Os abalos que sacudiam a ilha do Faial há vários dias não prenunciavam nada de bom. E não é pela força do hábito que se pode encarar com descanso as instabilidades da terra. Afinal, não deixa de ser um fenómeno relativamente normal nestas ilhas plantadas a meio do Atlântico, nos instáveis limites de diversas placas tectónicas e a curta distância da dorsal médio-atlântica. A população temeu pelos seus bens mas, como é habitual, entregou-se nas mãos de Deus e resguardou-se em súplicas misericordiosas. Nenhuma entidade divina, porém, poderia conter a força que vinha das entranhas da Terra – às 6h45 do dia 27 de Setembro de 1957, na ponta oeste da ilha, a cerca de cem metros dos ilhéus dos Capelinhos e a um quilómetro da costa, o mar aparentemente calmo entrou em ebulição, dele jorrando colunas de nuvens cinzentas e esbranquiçadas.

A cerca de cem metros dos ilhéus dos Capelinhos e a um quilómetro da costa, o mar aparentemente calmo entrou em ebulição, dele jorrando colunas de nuvens cinzentas e esbranquiçadas. 

José Soares da Cunha, conhecido por todos como mestre Rosairinha, foi o primeiro a detectar algo de anormal, alertado pelos gritos do irmão Daniel, mais abaixo, na estrada do farol. Era ele quem estava no posto de vigia da comunidade baleeira do Comprido, e esfregou os olhos ensonados perante tamanha visão. Estava ali para vigiar a presença de cetáceos, mas o que estava no mar era algo bem diferente de uma baleia. Correu para o farol e alertou o chefe faroleiro, o senhor Avelar, que quase não pregara olho nessa noite devido à forma como a torre abanara. Pouco depois, na cidade da Horta, as autoridades tomaram conhecimento da ocorrência.

O registo do fenómeno pela National Geographic. Fotografia Robert F. Sisson, National Geographic Creative.

Quando chegaram à ponta do Capelo, testemunharam o que lhes tinha sido transmitido por telefone a partir do farol – quatro pontos efervescentes no mar lançavam cinzas, escórias e vapores de água. José Silveira Rafael também vivia na comunidade baleeira. Aos 38 anos, era um homem calejado das intempéries do mar e já assistira a muita coisa. Mas nada como aquilo: “Vi-o rebentar e atirar pedras. Fazia muito barulho, deitava muito fumo.

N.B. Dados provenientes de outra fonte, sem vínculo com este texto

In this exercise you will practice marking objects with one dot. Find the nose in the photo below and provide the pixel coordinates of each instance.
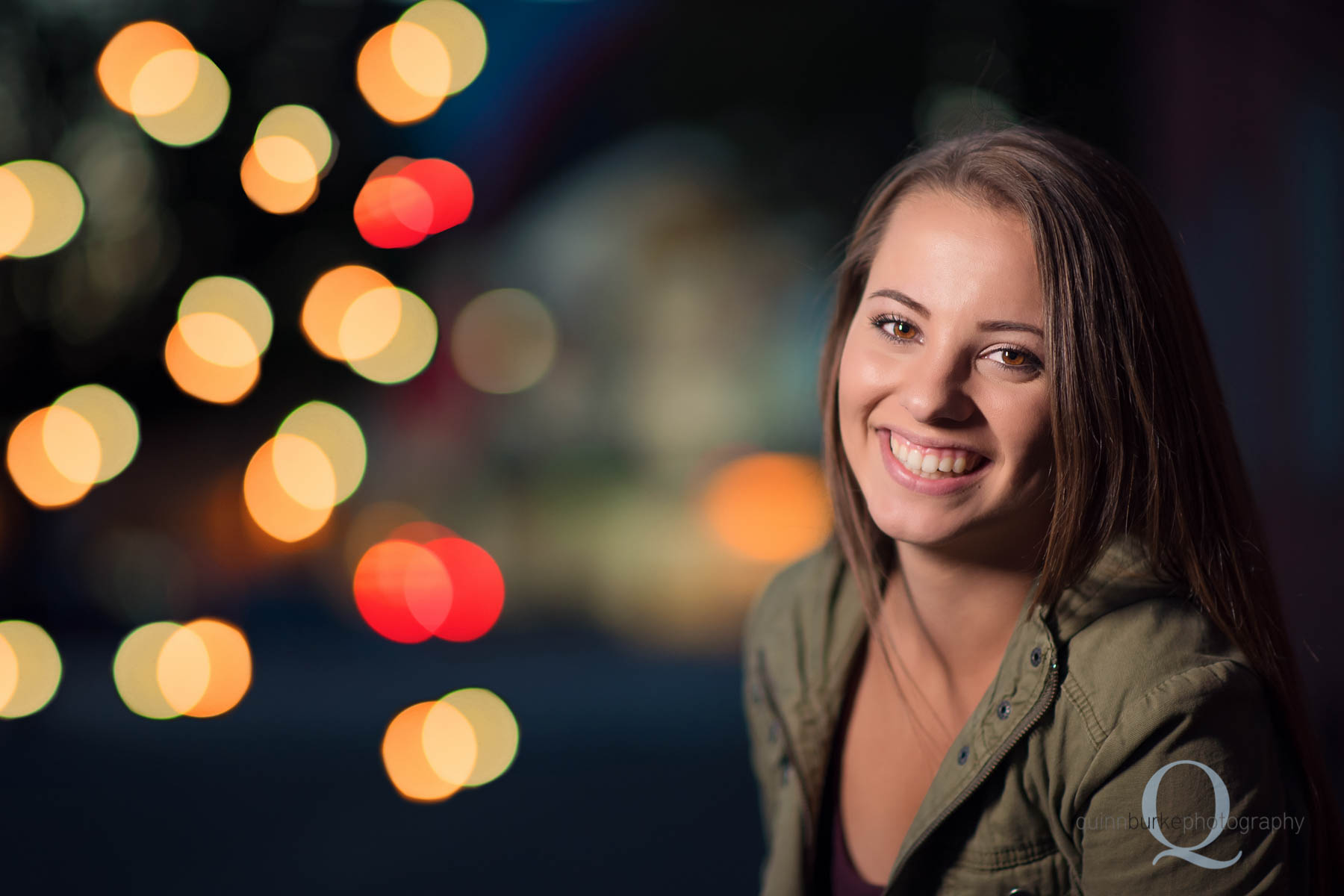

E a noite ficou escura como breu.” Hoje vive no lar de terceira idade da cidade da Horta e a memória prega-lhe algumas partidas, mas os 88 anos são suficientemente lúcidos para não se esquecer dos acontecimentos de 1957. Na altura, Maria Olívia Faria tinha 23 anos e, tal como hoje, vive no Capelo, povoação com localização privilegiada para ver o acontecimento.

“Vi-o rebentar e atirar pedras. Fazia muito barulho, deitava muito fumo. E a noite ficou escura como breu”

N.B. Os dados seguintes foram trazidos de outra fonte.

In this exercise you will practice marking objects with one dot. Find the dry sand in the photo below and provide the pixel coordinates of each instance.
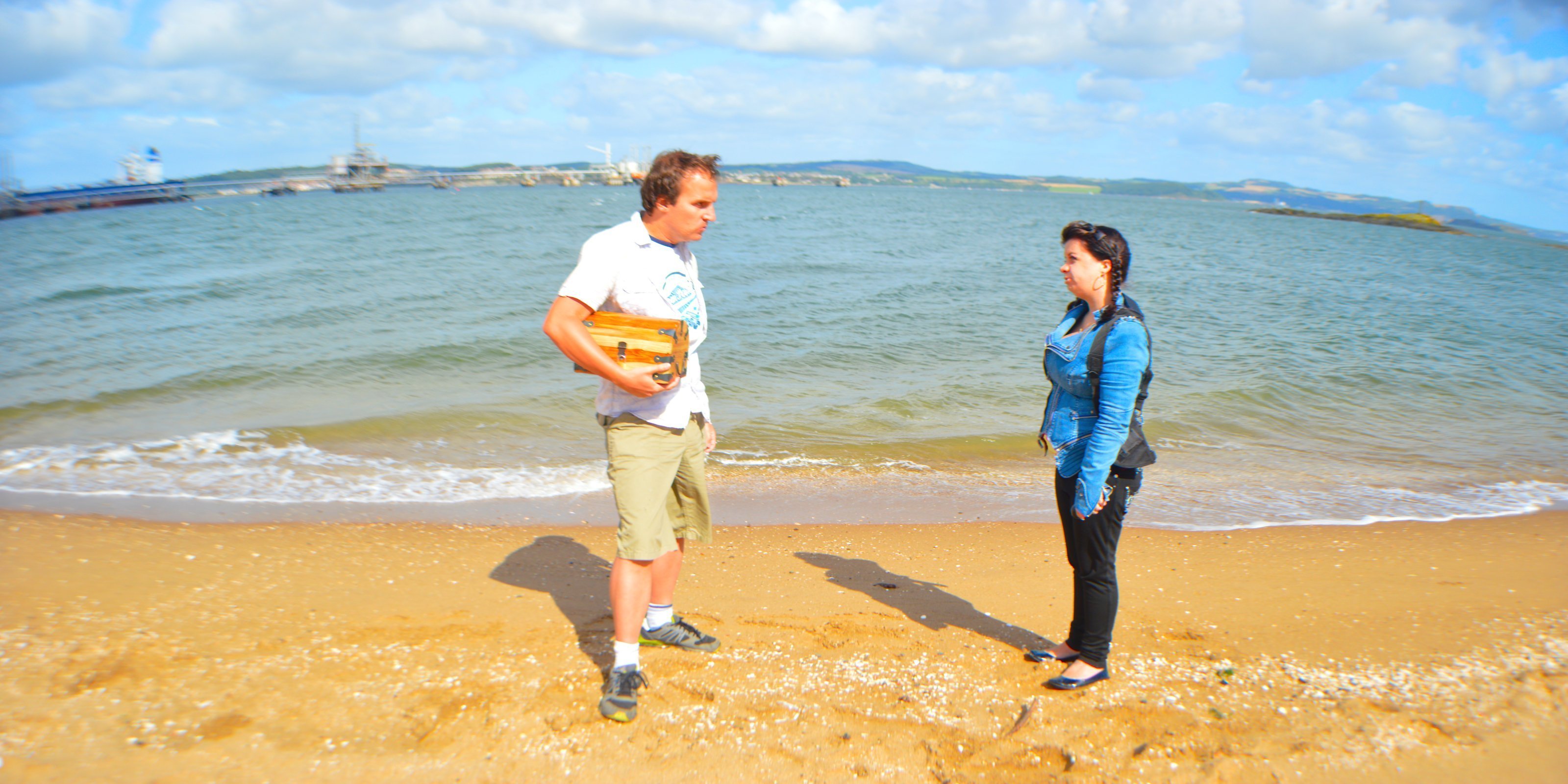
(137, 653)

“Lembro-me de que primeiro começaram os tremores de terra miudinhos, mas depois os abanões tornaram-se mais fortes, pelo que fui com o meu marido para uma casa mais baixa. Só no dia seguinte, de manhã, é que o meu sogro me disse que tinha rebentado um vulcão.” Num relato apaixonado, continua a desfiar a memória de juventude. Sua e do vulcão. “Como não sabia bem o que era, deu-me grande curiosidade e quis ver: havia água a ferver, parecia um lago, mas não tinha medo nenhum, só me assustava de vez em quando com as explosões. Mas mesmo quando ele deitava coisas para o ar, fumo, areia e pedras, achava que era ao mesmo tempo muito bonito. Mesmo não sendo bom para a agricultura e para as casas, tive um pouco de pena quando me fui embora, porque não consigo mentir – as explosões eram mesmo muito bonitas, sobretudo à noite. Ainda agora, aos domingos, costumo passear com a família até ao vulcão. Está diferente, é verdade, mas continua a ser um bom vizinho.”